Im Zug habe ich einmal ein Gespräch unter " echten " Männern gehört . Der Tenor war in etwa so : Wenn ich diese Schlampen in ihren Gewändern sehe, möchte ich reinschlagen. Genau das ist ihr Problem : Sie sehen nichts und dass macht sie eben wütend. Das sie es nicht begreifen. dass stört sie weiter nicht.

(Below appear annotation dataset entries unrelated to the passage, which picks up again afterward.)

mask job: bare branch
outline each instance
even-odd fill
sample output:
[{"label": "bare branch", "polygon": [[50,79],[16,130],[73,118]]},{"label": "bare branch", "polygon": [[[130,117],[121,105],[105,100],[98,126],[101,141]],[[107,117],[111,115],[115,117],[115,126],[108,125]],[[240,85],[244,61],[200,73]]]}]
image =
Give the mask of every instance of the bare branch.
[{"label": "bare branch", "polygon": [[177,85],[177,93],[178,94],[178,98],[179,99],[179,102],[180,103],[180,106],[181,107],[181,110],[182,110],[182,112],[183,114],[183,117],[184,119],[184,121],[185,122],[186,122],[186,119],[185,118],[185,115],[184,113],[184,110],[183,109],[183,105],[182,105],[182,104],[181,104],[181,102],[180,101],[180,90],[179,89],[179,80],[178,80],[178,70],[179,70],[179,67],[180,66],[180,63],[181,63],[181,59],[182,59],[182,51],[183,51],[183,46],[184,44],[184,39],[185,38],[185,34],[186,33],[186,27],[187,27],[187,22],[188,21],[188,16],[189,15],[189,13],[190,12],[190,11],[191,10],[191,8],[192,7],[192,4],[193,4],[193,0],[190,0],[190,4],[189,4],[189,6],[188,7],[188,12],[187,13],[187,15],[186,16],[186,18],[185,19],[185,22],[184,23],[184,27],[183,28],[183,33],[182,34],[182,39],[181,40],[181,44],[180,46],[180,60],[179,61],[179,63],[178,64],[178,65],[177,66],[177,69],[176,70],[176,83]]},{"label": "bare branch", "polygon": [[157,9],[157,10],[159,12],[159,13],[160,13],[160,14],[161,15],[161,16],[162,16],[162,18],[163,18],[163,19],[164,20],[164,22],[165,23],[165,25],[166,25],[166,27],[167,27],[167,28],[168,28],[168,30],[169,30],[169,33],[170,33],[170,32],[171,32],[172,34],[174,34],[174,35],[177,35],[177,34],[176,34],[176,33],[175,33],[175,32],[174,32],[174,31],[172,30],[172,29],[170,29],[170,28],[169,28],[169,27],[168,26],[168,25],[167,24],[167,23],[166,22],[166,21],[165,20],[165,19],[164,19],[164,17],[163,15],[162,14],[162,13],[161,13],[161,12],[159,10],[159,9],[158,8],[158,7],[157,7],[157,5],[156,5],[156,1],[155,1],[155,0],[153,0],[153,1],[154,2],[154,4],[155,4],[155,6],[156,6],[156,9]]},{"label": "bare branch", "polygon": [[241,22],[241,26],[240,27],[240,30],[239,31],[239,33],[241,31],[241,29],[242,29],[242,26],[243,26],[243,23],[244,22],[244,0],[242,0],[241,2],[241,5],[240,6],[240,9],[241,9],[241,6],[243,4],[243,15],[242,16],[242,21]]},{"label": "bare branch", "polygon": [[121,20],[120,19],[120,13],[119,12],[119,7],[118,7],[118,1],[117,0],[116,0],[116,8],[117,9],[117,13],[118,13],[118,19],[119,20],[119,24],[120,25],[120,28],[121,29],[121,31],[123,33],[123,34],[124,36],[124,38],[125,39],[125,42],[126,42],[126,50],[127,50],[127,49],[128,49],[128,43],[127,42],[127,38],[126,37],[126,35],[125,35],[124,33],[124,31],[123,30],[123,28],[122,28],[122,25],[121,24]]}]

Sind doch echte Kerle.
Ich glaube es ist schwierig, wenn dieses Kleidungsstück den Menschen immer wieder sehr viel Unwissen bestätigt, daher eignet es soch hervorragend, um als Sinnbild des Böden und Feindlichen zu dienen.
Das ist meine Meinung dazu.
  • 04.09.2016, 05:56 Uhr
  • 3
...daher eignet es sich hervorragend, um als Sinnbild des Bösen und Feindlichen zu dienen.-----Sorry für Tippfehler -
  • 04.09.2016, 07:19 Uhr
  • 1
ich finde es schon einmal gut das du zugibst, es stört dich einfach, du möchtest es nicht. Keine fadenscheinigen Ausreden. Das ist ehrlich und nachvollziehbar. Ich erlebe diese Leute auch jeden Tag und sie stören mich nicht. ( Private international School ) Danke dafür, dass du nicht einfach gesagt hast, ich sei ein Spinner. ich glaube nämlich, so ganz Unrecht habe ich mit meiner Vermutung nicht.
  • 04.09.2016, 13:06 Uhr
  • 1
ich wünsche dir einen schönen Sonntag.
  • 04.09.2016, 13:13 Uhr
  • 1
  • 04.09.2016, 13:14 Uhr
  • 0
wize.life-Nutzer, danke, dass du dich traust auszusprechen, was die meisten anderen hier geflissentlich übergehen: Vielleicht schafft ein hohes Lebensalter tatsächlich ein gewisses Unverständnis für das Heute. Wir sind schließlich alle für eine andere Schaffensperiode geeicht.
  • 04.09.2016, 13:25 Uhr
  • 2
wize.life-Nutzer, so geht mit das auch.
Das erfordert aber das Hinterfragen vieler Erfahrungsjahre, wer kann das schon?